It is forbidden to demand payment after the Shemita year for loans given before the end of Shemita. If the borrower offers to pay the loan, the lender is obligated to say, "Meshamet Ani" ("I cancel"), announcing the debt’s annulment.
The Ben Ish Hai (Rabbi Yosef Haim of Baghdad, 1833-1909), in Parashat Ki-Tavo, writes that this Halacha applies even to borrowed goods. For example, if a person borrows a dozen eggs from a neighbor toward the end of Shemita, and after Rosh Hashanah he approaches the neighbor to pay for the eggs, the neighbor must refuse to accept the payment. The reason, the Ben Ish Hai explains, is that borrowing grocery items is akin to borrowing money: the borrower uses the goods however he likes, with the expectation that he will pay the value of those foods with something else. This situation is identical to a monetary loan, which is given so that the borrower can spend the money and the repay the debt with other money.

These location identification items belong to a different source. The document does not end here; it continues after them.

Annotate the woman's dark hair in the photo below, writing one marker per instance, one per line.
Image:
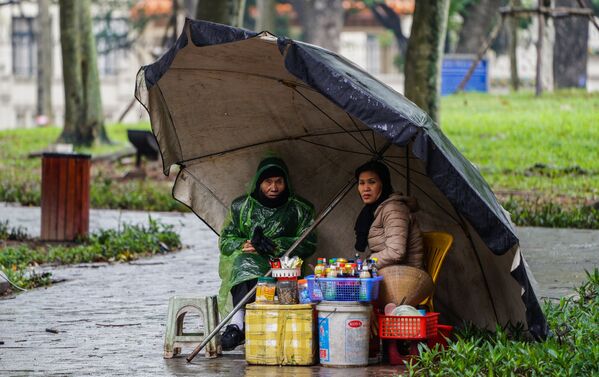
(382, 171)
(366, 216)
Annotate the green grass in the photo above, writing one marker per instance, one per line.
(20, 176)
(539, 155)
(571, 350)
(545, 146)
(127, 243)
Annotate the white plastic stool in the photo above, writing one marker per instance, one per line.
(178, 307)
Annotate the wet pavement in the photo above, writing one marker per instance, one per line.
(111, 318)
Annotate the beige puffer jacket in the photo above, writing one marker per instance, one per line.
(394, 236)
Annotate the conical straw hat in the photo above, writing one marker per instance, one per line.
(407, 282)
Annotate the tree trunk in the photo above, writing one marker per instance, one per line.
(93, 126)
(387, 17)
(570, 50)
(71, 70)
(322, 21)
(547, 51)
(513, 47)
(424, 55)
(44, 64)
(84, 122)
(214, 10)
(266, 15)
(478, 21)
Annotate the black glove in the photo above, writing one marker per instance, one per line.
(261, 243)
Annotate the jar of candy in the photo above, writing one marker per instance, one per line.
(303, 292)
(287, 291)
(265, 290)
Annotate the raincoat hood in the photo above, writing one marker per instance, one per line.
(267, 163)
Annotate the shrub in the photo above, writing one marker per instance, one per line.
(571, 350)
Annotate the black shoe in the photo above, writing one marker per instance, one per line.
(232, 337)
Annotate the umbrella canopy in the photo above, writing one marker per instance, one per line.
(223, 98)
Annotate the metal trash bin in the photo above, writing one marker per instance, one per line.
(65, 196)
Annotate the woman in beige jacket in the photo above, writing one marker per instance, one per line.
(386, 226)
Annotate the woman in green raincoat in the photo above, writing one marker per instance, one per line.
(281, 218)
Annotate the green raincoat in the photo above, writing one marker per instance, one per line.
(283, 225)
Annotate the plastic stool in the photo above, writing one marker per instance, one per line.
(178, 307)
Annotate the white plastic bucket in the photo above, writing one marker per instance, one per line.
(343, 333)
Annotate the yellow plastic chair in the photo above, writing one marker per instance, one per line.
(436, 246)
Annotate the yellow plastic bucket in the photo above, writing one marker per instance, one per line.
(280, 334)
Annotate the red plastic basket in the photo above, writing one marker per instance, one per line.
(408, 327)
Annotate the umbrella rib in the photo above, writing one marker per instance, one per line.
(428, 196)
(302, 138)
(334, 148)
(206, 187)
(360, 131)
(403, 166)
(373, 139)
(334, 121)
(273, 78)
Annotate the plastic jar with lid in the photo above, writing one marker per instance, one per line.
(303, 292)
(265, 290)
(287, 291)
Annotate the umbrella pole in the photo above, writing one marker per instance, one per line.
(338, 197)
(408, 169)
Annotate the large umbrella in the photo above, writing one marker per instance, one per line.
(222, 98)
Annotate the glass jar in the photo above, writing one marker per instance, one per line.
(287, 291)
(265, 290)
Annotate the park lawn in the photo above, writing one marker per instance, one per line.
(543, 148)
(539, 155)
(20, 176)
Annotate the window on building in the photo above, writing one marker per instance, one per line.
(111, 44)
(24, 46)
(373, 54)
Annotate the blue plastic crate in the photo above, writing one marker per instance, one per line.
(453, 70)
(343, 289)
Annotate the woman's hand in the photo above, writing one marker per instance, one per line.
(248, 247)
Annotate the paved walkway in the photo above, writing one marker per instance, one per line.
(111, 318)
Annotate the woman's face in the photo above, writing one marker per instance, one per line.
(370, 187)
(273, 187)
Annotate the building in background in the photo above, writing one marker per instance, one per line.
(118, 61)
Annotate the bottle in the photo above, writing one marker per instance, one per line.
(374, 270)
(265, 290)
(287, 291)
(341, 270)
(364, 273)
(319, 269)
(332, 272)
(304, 293)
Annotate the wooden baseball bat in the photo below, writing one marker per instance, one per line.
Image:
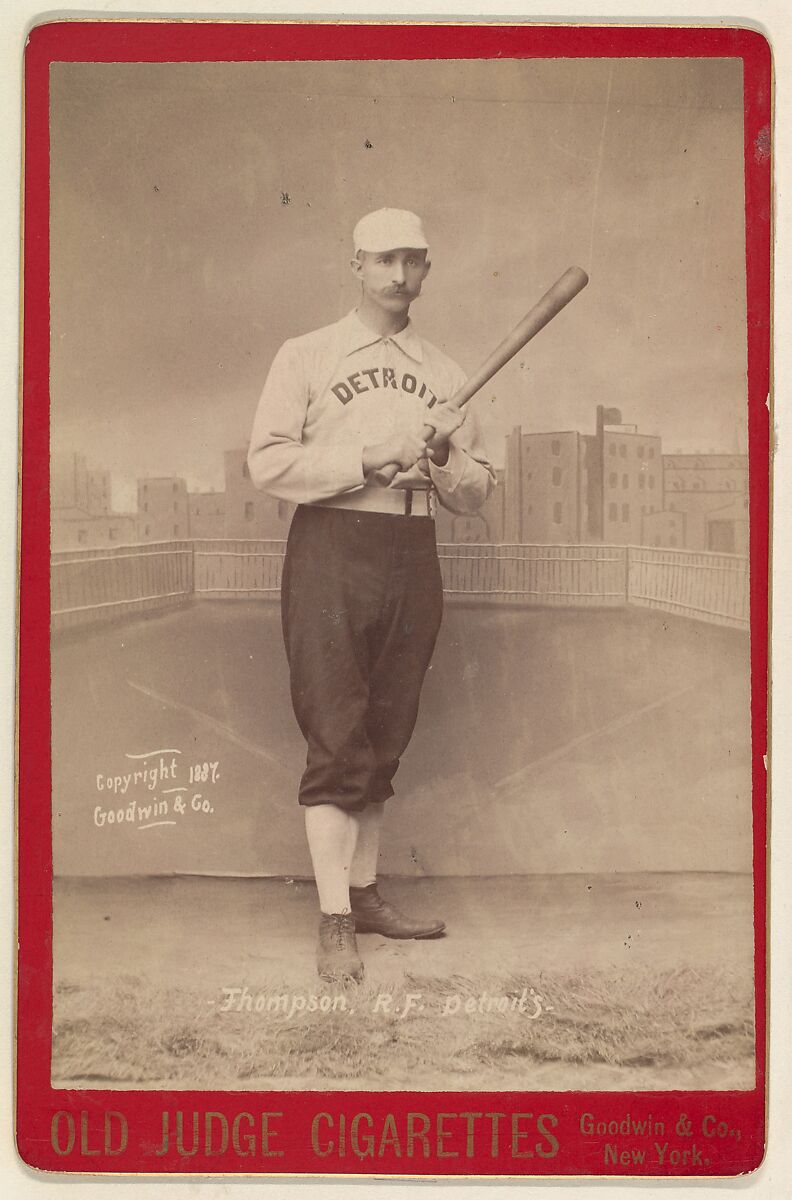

Therefore, a debt incurred by borrowing goods also falls under the obligation of "Shemitat Kesafim" (the remission of debts after Shemita).
In light of this Halacha, the Ben Ish Hai recommends that people specifically make a point of lending goods to their neighbors before Shemita, in order to have the opportunity to fulfill this special Misva. One should approach his neighbor before Rosh Hashanah and offer to lend items such as flour or eggs, and then, when the neighbor comes after Rosh Hashanah to pay, the lender should declare, "Meshamet Ani," and thereby fulfill the Misva of "Shemitat Kesafim."
Summary: Just as the end of the Shemita year cancels all loans, it similarly cancels debts incurred by borrowing grocery items such as food. Thus, if a neighbor borrowed eggs, for example, from his neighbor toward the end of the Shemita year, once Rosh Hashanah comes the lender may not demand or accept payment.